Analyst and BI expert Steve Miller takes a look at the facilities in R for doing "by-group" processing of data. The task consisted of:
... read several text files, merge the results, reshape the intermediate data, calculate some new variables, take care of missing values, attend to meta data, execute a few predictive models and graph the results.
Then repeat the models and graphs for groups or sub-populations marked by distinct values of one or more dimension variables of interest.
The latter step is commonly referred to as “by-group processing.” SAS programmers will recognize by group processing with syntax that invokes a procedure on a sorted data set that looks something like:
proc reg data = dblahblah; by vblahblah;
Check out Steve's post for how he addressed this in R using the high-performance data.table package by Matthew Dowle (and as Steve suggests, a good place to get started is the example vignettes).
I'd also add a recommendation for the plyr package which also offers tools to split up data sets by various criteria, and then do by-processing. Here, the plyr: divide and conquer guide is a good place to start. As an added bonus, you can also divide and conquer the computations by exploiting multiple nodes in parallel by engaging a parallel backend for the foreach function. (Note for Windows users: the doSMP backend from Revolution R is also available now on R-Forge and will be on CRAN soon, too.)
Information Management: By-Group Processing, the R data.table and the Power of Open Source
Nice post -- I was happy to find data.table.
R.e. between-machine parallelism, any idea if anyone is working along the lines of snow? I spent 4 or 5 hours man-handling snow last week, and had a general sense of discomfort (not the good kind, either). The code-base is old -- no options for timeout, and repeated segfaults on failures to makeSOCKcluster. A quick google search shows 3+ years of confused users and few success stories. Its namespace handling is quirky (reliance on .GlobalEnv makes it hard to use snow clusters within functions), and the socket mechanism is both insecure (creating a public telnet on a published port), and inaccessible to many users (requires firewall reconfig, which requires root).

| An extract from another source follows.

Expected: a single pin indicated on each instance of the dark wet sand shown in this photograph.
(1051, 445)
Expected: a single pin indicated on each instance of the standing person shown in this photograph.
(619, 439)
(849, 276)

OpenSSH is now available on all platforms. A sensible solution is to have *one* cluster type -- ssh. Let ssh handle inter-computer connection and proper forwarding of ports, and for each machine to connect to a local port that's been forwarded.
Much of the work in snow has been superceded to some extent, e.g. clusterApply by foreach and doSNOW. Still, the basic idea is sound. It seems like most of the heavy lifting is done by foreach, and that engineering a simple makeSSHcluster and doSSH to forward ports, start slaves, and open socket connections should be tractable.
Personally, I sit on a fast campus network and have at least 10 remote cores available that I could farm out for big jobs. the SSHcluster method would require minimal invasion on those machines -- just ability to execute ssh and Rscript on the remote machines -- not even login priviledges are required!
Maybe I should put this in my own blog :)
Anyway, food for thought. Any comments appreciated.
Posted by: Christian Gunning | February 24, 2011 at 16:35
Ok, I did just that, and it's working. If you're interested, see:
http://helmingstay.blogspot.com/2011/02/snow-and-ssh-secure-inter-machine.html
Posted by: Christian Gunning | February 24, 2011 at 20:43
Does doSMP use a scalable memory manager? Or do the different threads have private memory managers? Or do typical workloads not result in contention on the memory manager?
Posted by: David Heffernan | February 25, 2011 at 01:12
Christian, thanks for sharing that post -- I'm sure it will be useful to many others, and I also featured it in a post today.
Posted by: David Smith | February 25, 2011 at 09:26
David, doSMP doesn't do anything that clever; it just uses the companion revoIPC package to spawn additional instances of R to do the computations (much like the multicore/doMC package combo does on Linux systems). You just get to control the number of simultaneous instances (which shouldn't be greater than the number of available cores, of course).
Posted by: David Smith | February 25, 2011 at 09:29
@David So doSMP is basically fork? I suppose that gets rid of the possibility of within address space contention, but you must pay a price to spawn processes on Windows. That costs big time.
Posted by: David Heffernan | February 25, 2011 at 12:46